World

LRA rebel fighter numbers dwindling, officials say

admin Contributor
Font Size:

NAIROBI, Kenya (AP) — The number of soldiers in the rebel Lord’s Resistance Army has dwindled to the low hundreds, and without external support the ultraviolent group could soon cease to exist, Uganda’s military spokesman said Tuesday, echoing the findings of a new report.

The Lord’s Resistance Army, or LRA, has about 400 fighters, less than half the number the group had two years ago, according to a report from the Enough Project, which was based on interviews with more than five dozen former LRA troops.

Uganda’s army spokesman, Felix Kulayigye, told The Associated Press on Tuesday he thinks the current LRA strength is even lower — 200 fighters. That’s far below the strength the LRA had at its height in 2003, when it had 3,000 armed troops and 2,000 people in support roles. Still, the group is extremely dangerous. As recently as May, the LRA killed 36 people and drove 10,000 from their homes in Central African Republic, the U.N. said.

The LRA’s leader, Joseph Kony, who is wanted by the International Criminal Court, entered the Darfur region of Sudan last month, said Kulayigye. Ugandan forces have been pursuing Kony across central Africa since the launch of a U.S.-supported operation in December 2008, but Ugandan troops cannot follow Kony into Sudan.

Uganda believes that Sudanese officials know Kony is there but don’t know whether he is receiving support from the Khartoum government. Khartoum once backed Kony but severed the relationship in 2005, at the signing of a peace agreement between north and south Sudan.

Darfur, Kulayigye said, is a difficult place to operate for Kony, and “he can only stay there if he gets support from the Sudan Armed Forces.”

In late 2008 the Ugandan government launched Operation Lighting Thunder, a hunt for Kony’s group that forced LRA fighters to scatter in small groups. Pockets of fighters are believed to be operating in Sudan, Congo, and Central African Republic.

The new report, “The Lord’s Resistance Army of Today,” said that Kony no longer has complete and direct command and control over each LRA unit because they scattered. The LRA is now at its weakest point in 15 years, and Kony has less influence over his troops than ever before, said the report, which was released Monday.

The Ugandan army says its forces have killed almost 400 LRA fighters since the start of Operation Lightning Thunder, according to the report, while warning that “the LRA’s propensity for violence remains undiminished.”

The LRA is known for vicious attacks against civilians and for abducting and forcing children to become members of the group. The U.N. reported in December that the LRA had killed 1,200 people in northeastern Congo from September 2008 to June 2009. The LRA has cut off lips and ears of survivors.

A team of American doctors from Kansas City was in northern Uganda last week and operated on LRA victims. Dr. David Kriet, a reconstructive surgeon, told AP that the primary LRA-inflicted injuries he operated on were mutilated or amputated ears. The rebels commonly mutilated the ears of those who refused to obey their orders,” said Kriet, who traveled to Uganda with the Medical Missions Foundation.

U.S. legislation that was signed into law in May requires the U.S. to develop a strategy by late November to protect civilians from the LRA and to “eliminate” the threat to civilians. The law calls for coordination of U.S. diplomatic, economic, intelligence and military efforts.

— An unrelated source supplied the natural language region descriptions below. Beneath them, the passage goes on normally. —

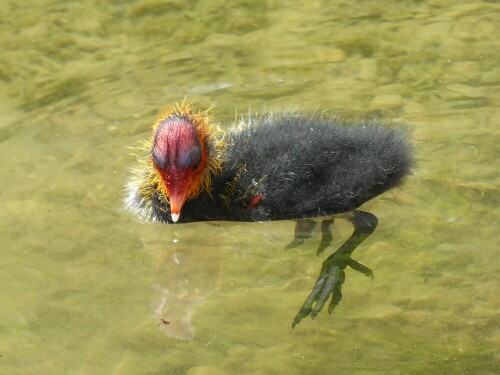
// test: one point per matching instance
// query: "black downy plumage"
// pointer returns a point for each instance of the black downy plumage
(295, 167)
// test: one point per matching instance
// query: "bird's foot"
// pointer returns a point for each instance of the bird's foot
(329, 282)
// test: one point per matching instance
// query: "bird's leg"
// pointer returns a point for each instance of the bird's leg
(326, 235)
(332, 273)
(303, 231)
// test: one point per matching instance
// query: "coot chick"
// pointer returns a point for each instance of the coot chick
(272, 167)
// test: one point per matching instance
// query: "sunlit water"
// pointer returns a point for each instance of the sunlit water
(84, 284)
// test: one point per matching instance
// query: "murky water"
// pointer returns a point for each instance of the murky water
(84, 285)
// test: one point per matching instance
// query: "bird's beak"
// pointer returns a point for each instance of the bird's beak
(177, 199)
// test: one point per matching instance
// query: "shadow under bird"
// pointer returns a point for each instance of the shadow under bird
(272, 167)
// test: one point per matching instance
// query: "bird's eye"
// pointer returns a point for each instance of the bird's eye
(159, 159)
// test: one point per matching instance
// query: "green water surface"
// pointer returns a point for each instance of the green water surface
(83, 283)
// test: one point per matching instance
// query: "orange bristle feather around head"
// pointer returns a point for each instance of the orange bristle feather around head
(210, 135)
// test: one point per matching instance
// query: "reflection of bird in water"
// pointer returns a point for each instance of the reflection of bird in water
(272, 167)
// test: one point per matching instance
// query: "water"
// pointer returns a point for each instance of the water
(83, 283)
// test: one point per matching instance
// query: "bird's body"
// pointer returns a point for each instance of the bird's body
(271, 167)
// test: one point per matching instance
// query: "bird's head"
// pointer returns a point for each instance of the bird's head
(184, 153)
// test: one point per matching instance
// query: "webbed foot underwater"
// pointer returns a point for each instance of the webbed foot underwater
(272, 167)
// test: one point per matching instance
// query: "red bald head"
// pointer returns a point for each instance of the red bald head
(179, 157)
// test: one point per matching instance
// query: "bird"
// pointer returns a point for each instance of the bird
(306, 167)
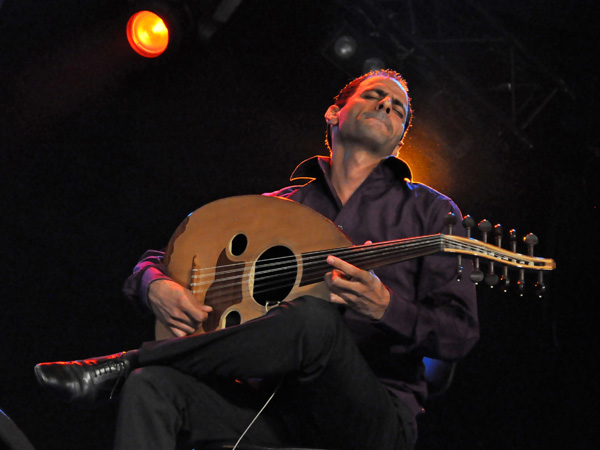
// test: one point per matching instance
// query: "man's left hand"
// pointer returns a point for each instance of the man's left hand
(358, 289)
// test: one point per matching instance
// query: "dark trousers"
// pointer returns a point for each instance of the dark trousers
(329, 397)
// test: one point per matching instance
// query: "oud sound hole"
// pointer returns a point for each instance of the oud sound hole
(239, 244)
(275, 274)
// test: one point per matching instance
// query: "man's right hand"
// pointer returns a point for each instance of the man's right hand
(176, 307)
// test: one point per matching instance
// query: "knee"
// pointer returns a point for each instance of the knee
(146, 383)
(315, 313)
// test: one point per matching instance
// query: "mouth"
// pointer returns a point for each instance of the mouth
(383, 121)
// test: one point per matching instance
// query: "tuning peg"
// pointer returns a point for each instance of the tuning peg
(513, 248)
(485, 226)
(531, 240)
(468, 223)
(504, 279)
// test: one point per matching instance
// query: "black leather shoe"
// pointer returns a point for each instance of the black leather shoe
(87, 380)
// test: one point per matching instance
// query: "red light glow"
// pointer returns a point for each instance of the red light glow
(147, 34)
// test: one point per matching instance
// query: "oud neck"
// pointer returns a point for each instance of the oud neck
(370, 256)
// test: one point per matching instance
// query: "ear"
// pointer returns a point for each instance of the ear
(331, 115)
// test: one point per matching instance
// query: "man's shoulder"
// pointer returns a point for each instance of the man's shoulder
(285, 192)
(420, 189)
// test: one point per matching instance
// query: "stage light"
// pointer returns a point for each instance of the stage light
(356, 52)
(147, 34)
(345, 47)
(373, 63)
(158, 27)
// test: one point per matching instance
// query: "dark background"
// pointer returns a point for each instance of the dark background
(104, 153)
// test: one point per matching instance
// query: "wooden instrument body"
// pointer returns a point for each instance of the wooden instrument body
(209, 238)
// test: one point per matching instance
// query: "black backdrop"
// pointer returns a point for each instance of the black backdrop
(104, 154)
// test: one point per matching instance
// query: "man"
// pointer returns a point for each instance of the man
(348, 373)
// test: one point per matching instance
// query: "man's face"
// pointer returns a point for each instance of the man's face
(374, 116)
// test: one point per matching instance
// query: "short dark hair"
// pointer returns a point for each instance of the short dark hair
(347, 91)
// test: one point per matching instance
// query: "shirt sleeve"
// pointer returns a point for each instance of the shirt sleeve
(441, 321)
(150, 268)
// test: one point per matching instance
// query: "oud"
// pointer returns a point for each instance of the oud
(244, 255)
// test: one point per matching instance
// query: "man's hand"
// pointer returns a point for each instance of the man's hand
(356, 288)
(176, 307)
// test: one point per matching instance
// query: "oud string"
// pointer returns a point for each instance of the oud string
(276, 271)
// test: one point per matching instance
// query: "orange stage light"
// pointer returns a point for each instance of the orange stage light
(147, 34)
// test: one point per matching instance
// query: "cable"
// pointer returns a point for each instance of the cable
(259, 413)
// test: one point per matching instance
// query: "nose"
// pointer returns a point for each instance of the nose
(386, 104)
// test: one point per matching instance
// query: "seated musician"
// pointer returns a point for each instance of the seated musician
(347, 372)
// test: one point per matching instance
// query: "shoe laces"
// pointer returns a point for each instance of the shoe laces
(112, 366)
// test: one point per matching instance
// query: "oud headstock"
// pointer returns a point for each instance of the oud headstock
(494, 253)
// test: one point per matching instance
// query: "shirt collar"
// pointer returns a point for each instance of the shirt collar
(318, 166)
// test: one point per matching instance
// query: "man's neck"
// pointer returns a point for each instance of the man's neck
(349, 169)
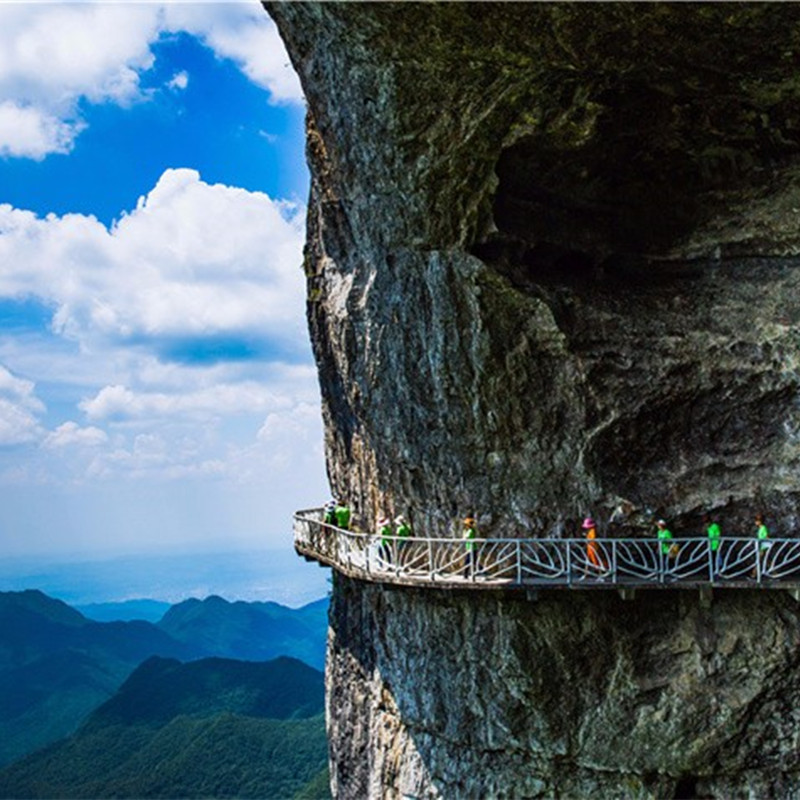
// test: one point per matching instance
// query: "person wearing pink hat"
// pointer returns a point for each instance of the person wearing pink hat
(592, 555)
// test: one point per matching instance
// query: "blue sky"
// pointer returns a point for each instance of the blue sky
(157, 391)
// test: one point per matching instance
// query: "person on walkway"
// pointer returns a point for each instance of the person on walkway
(714, 533)
(592, 555)
(665, 538)
(403, 532)
(762, 534)
(385, 533)
(470, 533)
(343, 516)
(403, 529)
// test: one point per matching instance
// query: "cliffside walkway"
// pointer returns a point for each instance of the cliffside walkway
(625, 564)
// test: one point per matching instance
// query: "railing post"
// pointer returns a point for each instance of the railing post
(756, 544)
(614, 562)
(710, 563)
(569, 561)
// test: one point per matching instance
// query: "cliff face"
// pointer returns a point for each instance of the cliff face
(552, 265)
(580, 694)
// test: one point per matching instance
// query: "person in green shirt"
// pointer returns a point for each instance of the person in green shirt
(470, 533)
(665, 537)
(343, 516)
(714, 532)
(403, 532)
(762, 533)
(385, 532)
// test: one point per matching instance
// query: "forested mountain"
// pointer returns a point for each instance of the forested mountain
(56, 666)
(211, 728)
(251, 631)
(148, 610)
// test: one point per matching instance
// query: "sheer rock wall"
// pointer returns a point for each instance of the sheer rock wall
(552, 264)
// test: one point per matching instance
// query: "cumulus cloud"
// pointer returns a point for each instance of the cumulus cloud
(70, 433)
(193, 261)
(30, 132)
(239, 32)
(19, 410)
(96, 52)
(179, 81)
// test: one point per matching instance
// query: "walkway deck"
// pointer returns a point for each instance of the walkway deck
(625, 564)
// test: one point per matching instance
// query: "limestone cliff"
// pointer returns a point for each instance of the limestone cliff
(552, 264)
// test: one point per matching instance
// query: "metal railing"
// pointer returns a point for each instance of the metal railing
(576, 563)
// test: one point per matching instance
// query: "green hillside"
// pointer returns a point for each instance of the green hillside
(212, 728)
(125, 611)
(251, 631)
(56, 666)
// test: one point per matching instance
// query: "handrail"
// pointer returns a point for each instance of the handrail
(537, 563)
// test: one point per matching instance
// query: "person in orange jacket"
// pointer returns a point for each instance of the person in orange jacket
(592, 551)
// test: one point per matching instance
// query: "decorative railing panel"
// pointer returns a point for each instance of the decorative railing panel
(738, 561)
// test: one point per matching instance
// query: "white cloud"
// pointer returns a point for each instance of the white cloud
(179, 81)
(29, 132)
(193, 260)
(241, 33)
(70, 433)
(55, 55)
(19, 408)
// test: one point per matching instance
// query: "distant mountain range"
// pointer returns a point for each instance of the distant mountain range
(56, 665)
(210, 728)
(124, 611)
(251, 631)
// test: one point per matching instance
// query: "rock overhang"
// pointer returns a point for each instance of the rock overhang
(551, 259)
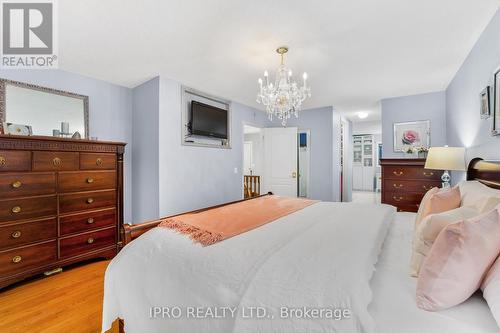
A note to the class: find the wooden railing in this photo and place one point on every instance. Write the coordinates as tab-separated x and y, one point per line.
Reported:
251	186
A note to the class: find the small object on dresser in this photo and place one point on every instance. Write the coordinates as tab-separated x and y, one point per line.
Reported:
17	129
413	134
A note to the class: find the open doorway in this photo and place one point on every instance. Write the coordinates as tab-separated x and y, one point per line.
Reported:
303	163
253	160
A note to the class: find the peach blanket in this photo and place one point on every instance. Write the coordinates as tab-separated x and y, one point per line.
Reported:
214	225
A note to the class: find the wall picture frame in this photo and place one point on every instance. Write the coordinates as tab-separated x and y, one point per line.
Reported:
496	104
414	134
485	110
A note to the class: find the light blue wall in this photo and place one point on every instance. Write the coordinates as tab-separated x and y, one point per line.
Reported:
464	125
430	106
145	129
195	177
110	111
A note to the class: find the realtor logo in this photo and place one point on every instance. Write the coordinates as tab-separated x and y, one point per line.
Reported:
28	34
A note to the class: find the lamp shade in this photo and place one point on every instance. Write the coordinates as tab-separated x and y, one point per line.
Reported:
446	158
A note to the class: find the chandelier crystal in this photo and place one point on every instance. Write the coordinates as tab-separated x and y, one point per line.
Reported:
284	97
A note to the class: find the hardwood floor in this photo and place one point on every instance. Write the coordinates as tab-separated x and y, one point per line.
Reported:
67	302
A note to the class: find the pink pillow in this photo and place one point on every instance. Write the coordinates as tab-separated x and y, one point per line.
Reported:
458	260
491	290
438	201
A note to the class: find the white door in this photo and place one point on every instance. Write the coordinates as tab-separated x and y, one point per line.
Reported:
280	161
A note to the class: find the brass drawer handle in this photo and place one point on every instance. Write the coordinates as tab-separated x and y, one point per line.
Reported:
17	259
56	161
17	184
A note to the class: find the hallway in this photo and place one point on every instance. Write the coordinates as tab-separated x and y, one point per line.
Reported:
366	197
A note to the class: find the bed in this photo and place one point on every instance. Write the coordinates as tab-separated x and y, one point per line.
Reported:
343	258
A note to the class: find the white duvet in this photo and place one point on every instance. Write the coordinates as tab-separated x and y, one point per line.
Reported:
306	272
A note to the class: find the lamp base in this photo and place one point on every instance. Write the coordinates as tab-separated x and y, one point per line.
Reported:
445	178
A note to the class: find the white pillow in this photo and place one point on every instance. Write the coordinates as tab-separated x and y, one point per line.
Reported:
477	195
429	229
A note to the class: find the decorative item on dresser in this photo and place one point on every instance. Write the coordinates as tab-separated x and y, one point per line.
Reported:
405	181
61	201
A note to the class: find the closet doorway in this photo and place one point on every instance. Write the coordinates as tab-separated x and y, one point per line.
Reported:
253	160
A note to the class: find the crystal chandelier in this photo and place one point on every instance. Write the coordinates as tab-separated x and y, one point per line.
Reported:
284	97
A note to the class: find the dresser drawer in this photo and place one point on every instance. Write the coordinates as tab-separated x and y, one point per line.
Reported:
409	185
403	198
24	258
50	161
406	172
26	208
26	184
19	234
73	246
97	161
86	181
15	160
85	201
87	221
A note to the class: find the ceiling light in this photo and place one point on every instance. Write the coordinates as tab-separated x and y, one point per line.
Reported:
362	115
285	97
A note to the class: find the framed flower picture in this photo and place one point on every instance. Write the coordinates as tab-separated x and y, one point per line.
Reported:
409	135
485	103
496	108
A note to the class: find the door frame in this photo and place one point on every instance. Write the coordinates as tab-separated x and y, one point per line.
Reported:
308	183
242	140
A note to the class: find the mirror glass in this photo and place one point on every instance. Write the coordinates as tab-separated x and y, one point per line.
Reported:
44	109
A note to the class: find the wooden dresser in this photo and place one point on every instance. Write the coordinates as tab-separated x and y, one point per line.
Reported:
405	182
60	202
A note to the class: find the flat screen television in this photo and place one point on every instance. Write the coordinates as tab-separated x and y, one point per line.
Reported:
208	120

Kulayigye said Ugandan forces have long received “invaluable” support from the U.S. military, including intelligence sharing. The report released Monday says U.S. intelligence sources pass on information to Uganda’s army about satellite phone calls made by the LRA, but that LRA callers often walk 10 miles (16 kilometers) from their base before placing a call. The U.S. intercepts are passed on about 24 hours after the calls, leaving the LRA time to evade pursuing forces.

Kulayigye said it is possible Sudan could begin supporting the LRA once more, especially if tensions rise between Sudan’s north and south ahead of a January independence referendum that could see the south vote to become a new country. But without new support, he said, the LRA’s two-decade rampage could soon be finished.

“Minus any external factor the LRA is dying,” Kulayigye said.